A obra intelectual de Jair Bolsonaro se encerra em mais ou menos cinco linhas:
"Devia ter matado uns 30 mil. O erro foi torturar e não matar. Não estupro porque não merece. Vou legalizar milícias. Não sou coveiro. A minoria tem que se curvar à maioria. O afrodescendente mais leve pesava sete arrobas. Rolou um clima. Dirás a verdade. Fake news faz parte da vida. Fora, Folha! Sou perseguido. Ficar em casa é para os fracos. A Constituição sou eu. Não vou mais obedecer. Amo a liberdade."
O pensamento oral de Bolsonaro gozou do mais extravagante regime da liberdade de expressão que se tem notícia para um homem público no país. Sempre foi duvidosa sua constitucionalidade.
Violava a lei, mas o STF (Supremo Tribunal Federal) se acostumou a liberá-lo com base na seguinte teoria: "apesar da grosseria e da vulgaridade, não parece ter extrapolado limites". Essa síntese da leniência jurídica foi de Alexandre de Moraes.
Bolsonaro-presidente liderou política pública extraoficial de censura na sua forma mais insidiosa: por meio de intimidação e ameaça, quando não do assédio policial e judicial, buscou promover auto-censura de muitos jornalistas, professores, artistas e opositores.

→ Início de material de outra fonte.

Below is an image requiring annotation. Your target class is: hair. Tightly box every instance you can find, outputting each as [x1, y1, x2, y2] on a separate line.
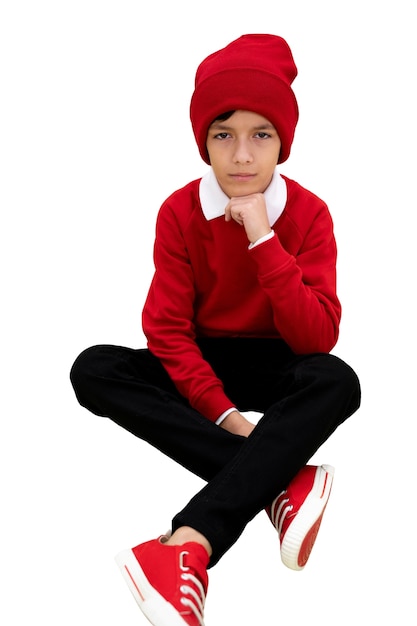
[212, 111, 236, 124]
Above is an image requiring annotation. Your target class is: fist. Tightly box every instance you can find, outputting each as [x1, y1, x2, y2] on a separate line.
[225, 193, 271, 243]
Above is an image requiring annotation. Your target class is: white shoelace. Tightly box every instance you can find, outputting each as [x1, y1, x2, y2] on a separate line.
[180, 552, 206, 626]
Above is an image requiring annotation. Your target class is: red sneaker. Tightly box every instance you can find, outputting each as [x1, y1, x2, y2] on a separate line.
[116, 537, 209, 626]
[267, 465, 334, 570]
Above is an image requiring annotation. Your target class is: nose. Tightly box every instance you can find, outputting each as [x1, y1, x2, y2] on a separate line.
[233, 139, 253, 163]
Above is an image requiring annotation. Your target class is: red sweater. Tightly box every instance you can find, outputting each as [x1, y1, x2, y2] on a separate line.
[143, 177, 341, 421]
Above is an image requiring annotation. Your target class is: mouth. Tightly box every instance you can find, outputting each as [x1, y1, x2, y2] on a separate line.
[230, 172, 256, 182]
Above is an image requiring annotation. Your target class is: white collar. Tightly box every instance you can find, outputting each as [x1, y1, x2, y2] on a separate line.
[199, 168, 287, 226]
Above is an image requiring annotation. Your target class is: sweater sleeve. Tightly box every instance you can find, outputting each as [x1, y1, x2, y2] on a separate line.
[249, 204, 341, 354]
[142, 206, 233, 422]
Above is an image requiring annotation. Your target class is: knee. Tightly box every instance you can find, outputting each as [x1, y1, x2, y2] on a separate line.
[321, 354, 361, 415]
[70, 346, 102, 395]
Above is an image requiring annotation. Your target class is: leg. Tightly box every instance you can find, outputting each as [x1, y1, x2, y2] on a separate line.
[71, 346, 245, 480]
[173, 354, 360, 567]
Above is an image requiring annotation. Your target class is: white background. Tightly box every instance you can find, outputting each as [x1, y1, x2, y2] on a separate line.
[0, 0, 417, 626]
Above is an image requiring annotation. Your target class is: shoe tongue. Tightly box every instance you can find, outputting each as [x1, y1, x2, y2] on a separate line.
[181, 542, 210, 580]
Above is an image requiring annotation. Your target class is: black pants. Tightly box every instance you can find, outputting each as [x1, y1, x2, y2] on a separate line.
[71, 338, 360, 567]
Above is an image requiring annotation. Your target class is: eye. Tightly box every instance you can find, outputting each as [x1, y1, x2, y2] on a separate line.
[255, 130, 271, 139]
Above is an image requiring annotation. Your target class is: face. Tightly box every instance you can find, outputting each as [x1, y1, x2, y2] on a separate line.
[207, 111, 281, 198]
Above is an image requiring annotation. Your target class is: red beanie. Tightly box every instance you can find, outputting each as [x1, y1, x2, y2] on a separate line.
[190, 35, 298, 163]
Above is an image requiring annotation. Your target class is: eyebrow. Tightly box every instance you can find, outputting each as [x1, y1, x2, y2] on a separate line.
[211, 121, 275, 131]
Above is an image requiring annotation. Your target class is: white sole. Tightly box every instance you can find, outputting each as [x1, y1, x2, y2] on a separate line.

Não precisou criar departamento de censura. Deixou que o medo terceirizasse o trabalho. Conquistou o silêncio dos que não tinham estrutura para o risco.

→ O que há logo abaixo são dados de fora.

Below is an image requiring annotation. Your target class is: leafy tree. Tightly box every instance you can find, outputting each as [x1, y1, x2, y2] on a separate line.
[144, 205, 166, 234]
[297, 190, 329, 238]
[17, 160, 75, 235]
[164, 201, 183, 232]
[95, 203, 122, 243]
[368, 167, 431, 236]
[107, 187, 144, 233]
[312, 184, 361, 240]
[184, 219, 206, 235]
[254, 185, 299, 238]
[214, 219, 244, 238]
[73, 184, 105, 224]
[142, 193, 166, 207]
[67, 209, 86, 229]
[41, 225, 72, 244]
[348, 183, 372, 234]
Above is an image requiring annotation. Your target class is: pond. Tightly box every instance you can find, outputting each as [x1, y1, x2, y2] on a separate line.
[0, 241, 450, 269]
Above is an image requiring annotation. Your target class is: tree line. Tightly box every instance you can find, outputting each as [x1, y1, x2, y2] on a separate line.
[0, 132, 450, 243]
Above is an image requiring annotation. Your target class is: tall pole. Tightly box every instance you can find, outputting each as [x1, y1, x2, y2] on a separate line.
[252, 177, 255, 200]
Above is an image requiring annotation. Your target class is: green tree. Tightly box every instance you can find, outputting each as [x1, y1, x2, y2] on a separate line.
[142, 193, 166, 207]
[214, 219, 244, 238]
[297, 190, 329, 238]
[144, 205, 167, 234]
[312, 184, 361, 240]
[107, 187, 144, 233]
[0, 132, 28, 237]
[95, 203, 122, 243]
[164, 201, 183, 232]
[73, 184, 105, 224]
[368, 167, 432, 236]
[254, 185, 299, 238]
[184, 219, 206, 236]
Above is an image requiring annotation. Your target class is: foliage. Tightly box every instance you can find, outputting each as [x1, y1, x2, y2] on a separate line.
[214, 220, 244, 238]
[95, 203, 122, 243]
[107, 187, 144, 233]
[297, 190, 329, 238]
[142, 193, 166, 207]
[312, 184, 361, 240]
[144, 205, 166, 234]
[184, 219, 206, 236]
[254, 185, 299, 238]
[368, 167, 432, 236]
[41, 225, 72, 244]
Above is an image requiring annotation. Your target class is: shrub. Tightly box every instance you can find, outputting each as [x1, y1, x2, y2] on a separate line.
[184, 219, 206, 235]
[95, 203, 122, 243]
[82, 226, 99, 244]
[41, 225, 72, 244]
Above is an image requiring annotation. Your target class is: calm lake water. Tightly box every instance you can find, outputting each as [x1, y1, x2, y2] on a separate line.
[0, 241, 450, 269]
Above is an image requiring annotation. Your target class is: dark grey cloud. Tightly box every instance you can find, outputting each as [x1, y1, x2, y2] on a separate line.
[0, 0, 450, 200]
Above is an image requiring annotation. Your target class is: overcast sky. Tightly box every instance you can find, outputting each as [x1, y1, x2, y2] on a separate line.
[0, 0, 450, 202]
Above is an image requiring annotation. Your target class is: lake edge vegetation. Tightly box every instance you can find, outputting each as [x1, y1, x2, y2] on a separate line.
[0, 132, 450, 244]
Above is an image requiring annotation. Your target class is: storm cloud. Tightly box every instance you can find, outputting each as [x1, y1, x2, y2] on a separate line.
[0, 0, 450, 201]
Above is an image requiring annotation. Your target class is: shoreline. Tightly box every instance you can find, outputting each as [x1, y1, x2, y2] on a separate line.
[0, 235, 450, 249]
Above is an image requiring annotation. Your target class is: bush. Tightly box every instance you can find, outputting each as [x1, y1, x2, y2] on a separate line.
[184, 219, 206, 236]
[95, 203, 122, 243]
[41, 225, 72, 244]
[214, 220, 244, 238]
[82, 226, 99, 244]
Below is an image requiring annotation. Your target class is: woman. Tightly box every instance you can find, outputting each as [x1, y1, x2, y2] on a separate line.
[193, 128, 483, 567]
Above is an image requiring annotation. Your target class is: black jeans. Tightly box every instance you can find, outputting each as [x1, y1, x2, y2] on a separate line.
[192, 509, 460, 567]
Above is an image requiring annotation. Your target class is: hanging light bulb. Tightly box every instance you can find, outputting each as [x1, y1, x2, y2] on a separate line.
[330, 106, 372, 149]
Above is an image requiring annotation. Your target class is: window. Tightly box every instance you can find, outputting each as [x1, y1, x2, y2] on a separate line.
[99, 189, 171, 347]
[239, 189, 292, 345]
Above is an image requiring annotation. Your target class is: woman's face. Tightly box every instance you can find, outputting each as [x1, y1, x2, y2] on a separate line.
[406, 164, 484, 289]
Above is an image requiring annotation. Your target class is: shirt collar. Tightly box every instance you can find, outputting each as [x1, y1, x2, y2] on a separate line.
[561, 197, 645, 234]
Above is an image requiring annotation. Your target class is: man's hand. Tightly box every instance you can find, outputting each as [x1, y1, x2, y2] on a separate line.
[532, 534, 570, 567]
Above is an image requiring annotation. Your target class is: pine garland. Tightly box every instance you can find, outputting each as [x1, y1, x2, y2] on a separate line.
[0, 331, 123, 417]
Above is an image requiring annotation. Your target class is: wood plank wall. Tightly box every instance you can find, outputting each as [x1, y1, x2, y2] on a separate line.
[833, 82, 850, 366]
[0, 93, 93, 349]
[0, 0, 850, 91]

Bolsonaro-réu da acusação do mais grave crime do Código Penal brasileiro tem, no curso do processo, os mesmos direitos? Bolsonaro-réu não é réu qualquer. Tanto por sua força social, quanto por comportamento que aciona sua rede de desinformação, cria desafios especiais à Justiça.
Quando desobedece a ordens judiciais e usa as redes para obstruir e coagir, regime de maior restrição, ainda que momentâneo, pode ser necessário. Está em jogo a legitimidade da corte para decidir e se fazer obedecer.

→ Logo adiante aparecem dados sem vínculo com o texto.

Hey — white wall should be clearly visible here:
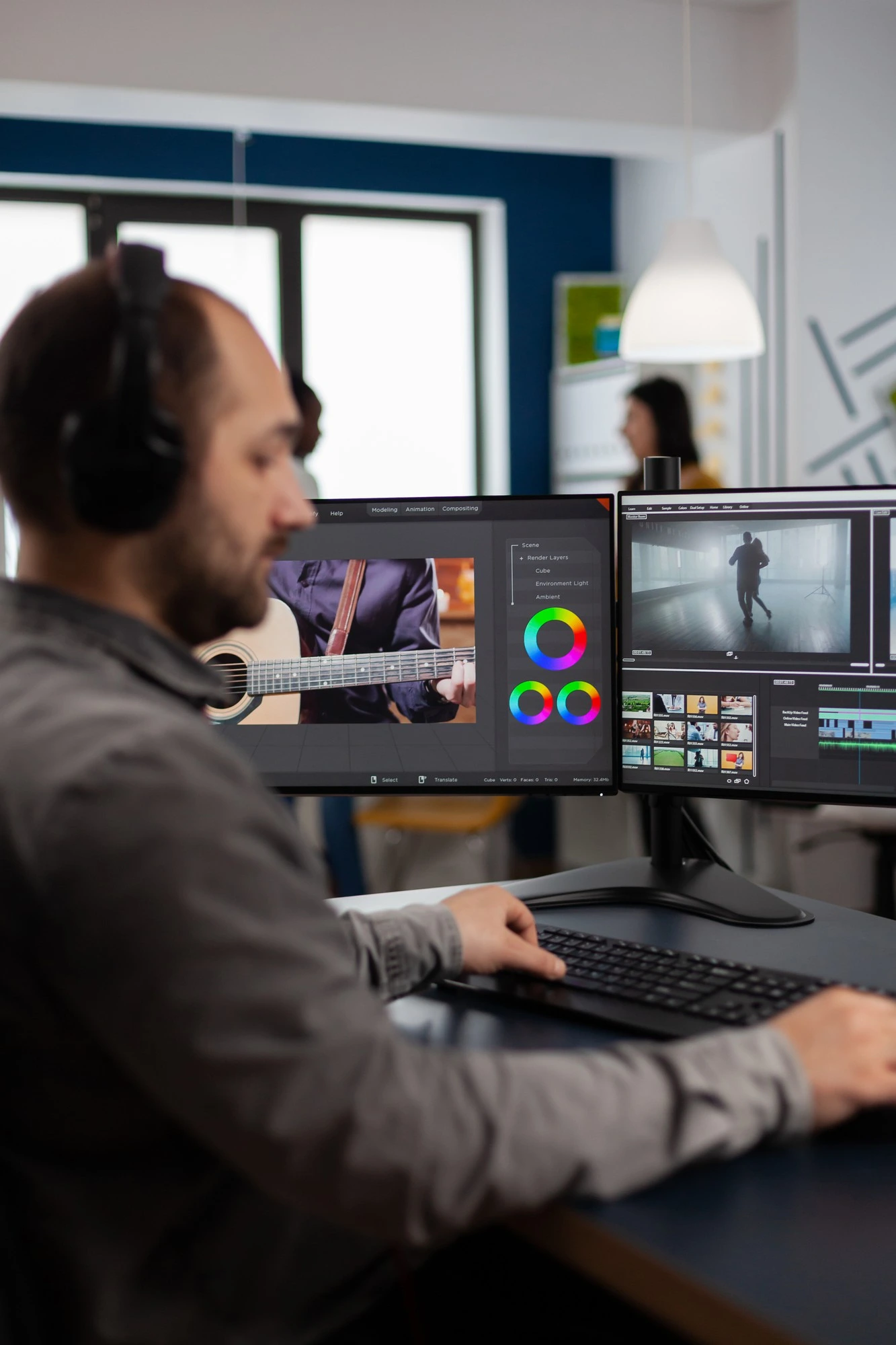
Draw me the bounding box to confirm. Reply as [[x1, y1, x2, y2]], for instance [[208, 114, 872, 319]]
[[0, 0, 783, 148], [795, 0, 896, 484]]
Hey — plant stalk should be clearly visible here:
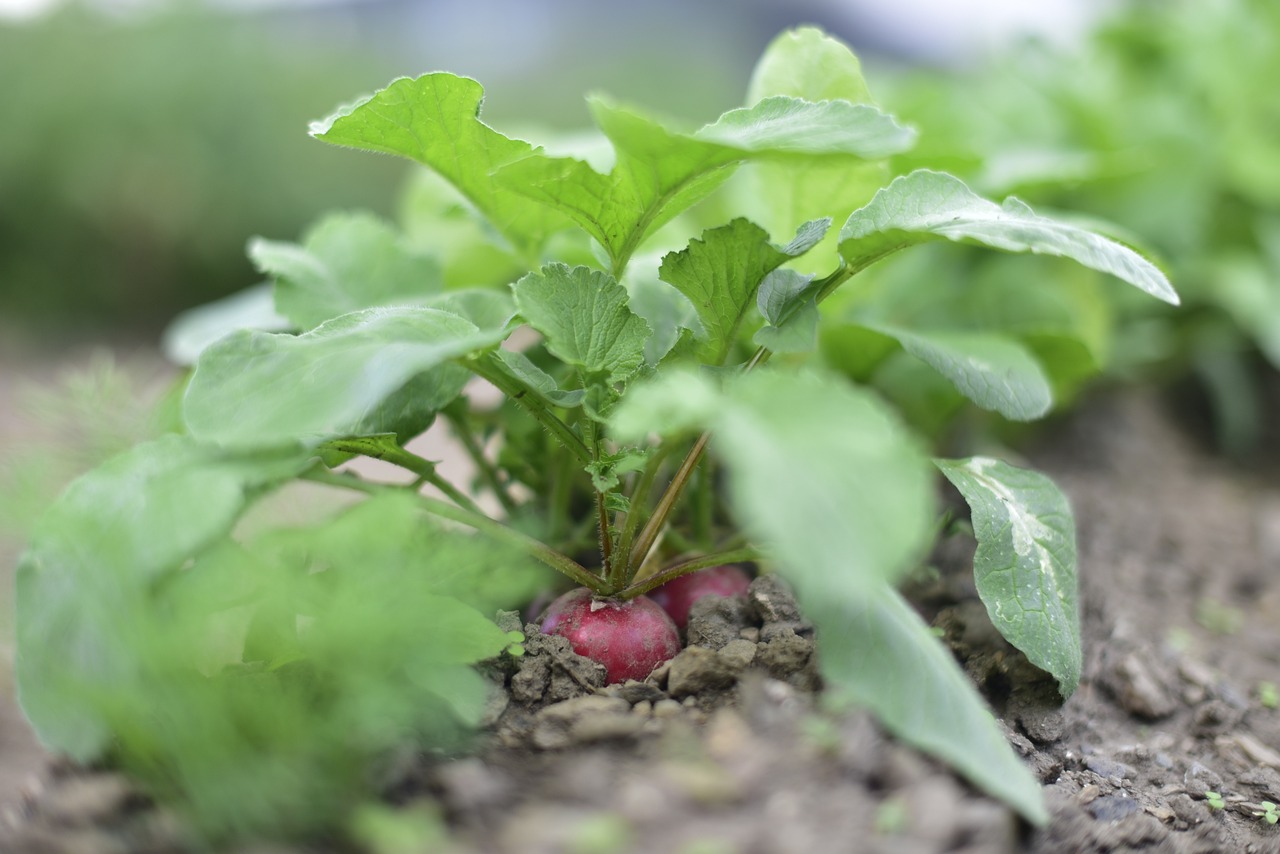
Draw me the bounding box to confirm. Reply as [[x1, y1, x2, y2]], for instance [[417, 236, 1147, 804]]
[[613, 547, 760, 599], [463, 356, 591, 465], [328, 439, 485, 516], [302, 467, 603, 590]]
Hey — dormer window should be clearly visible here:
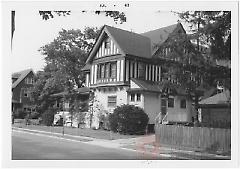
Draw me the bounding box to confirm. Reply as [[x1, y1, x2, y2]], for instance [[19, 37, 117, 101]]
[[105, 38, 110, 49], [25, 78, 33, 84]]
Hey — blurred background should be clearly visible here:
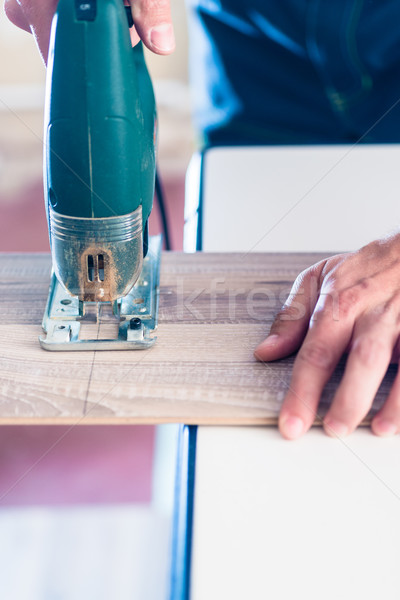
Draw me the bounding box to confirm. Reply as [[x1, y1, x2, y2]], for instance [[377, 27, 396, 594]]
[[0, 0, 194, 600]]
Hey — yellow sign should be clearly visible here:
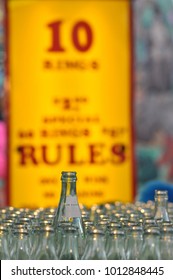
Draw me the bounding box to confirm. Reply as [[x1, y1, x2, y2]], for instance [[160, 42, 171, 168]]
[[7, 0, 134, 207]]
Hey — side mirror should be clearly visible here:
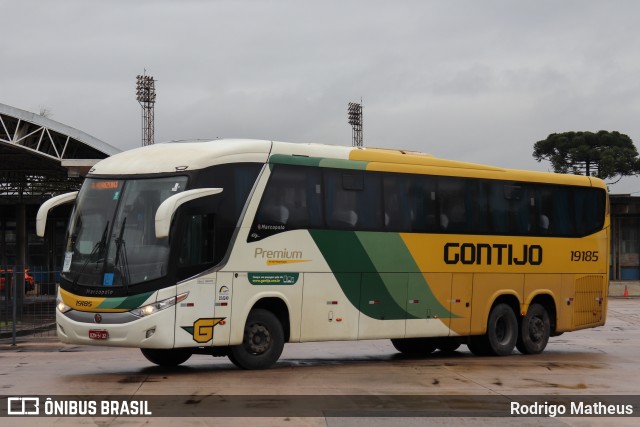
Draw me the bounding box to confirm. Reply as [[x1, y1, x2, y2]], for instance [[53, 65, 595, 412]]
[[156, 188, 222, 239], [36, 191, 78, 237]]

Bolsonaro tem a mais cara equipe de advogados que o dinheiro pode pagar. Todas as ferramentas do direito de defesa dentro e fora do processo estão à disposição. Sua dignidade tem sido tratada de maneira oposta à maneira como sempre propôs tratar minorias. A como o próprio Judiciário costuma tratar minorias.
O grito genérico pela liberdade de expressão, por isso, erra a mira. Não estamos na Ágora grega, na praça pública ou num livre mercado de ideias. John Stuart Mill deveria ser atualizado no século 21. Pois não há verdade que emerja espontaneamente da circulação customizada de ideias forjadas para manipular e radicalizar. Um espaço desenhado por algoritmo secreto não promove "confronto de ideias". Gera dinheiro para o dono.
Não se pode subestimar a periculosidade do movimento insurrecionista turbinado pela máquina. É urgente promover liberdade de expressão em condições de igualdade. Desde que se entenda o ecossistema em que a comunicação pública se desenvolve hoje.
Nada disso recomenda chancela automática a cada medida cautelar do STF. Mas o confuso duelo retórico entre a defesa abstrata da liberdade de expressão, de um lado, e a da democracia, de outro, não vai ajudar.
Há razões para prisão preventiva de Bolsonaro. Em vez do cárcere, Moraes optou por alternativa mais branda. Impôs, contudo, vedações escorregadias a posts em rede social, sem conexão precisa com o crime de obstrução da Justiça.
O problema não é a liberdade de expressão de Bolsonaro. É a falta de precisão do STF. STF precisa fazer mais e melhor, não menos.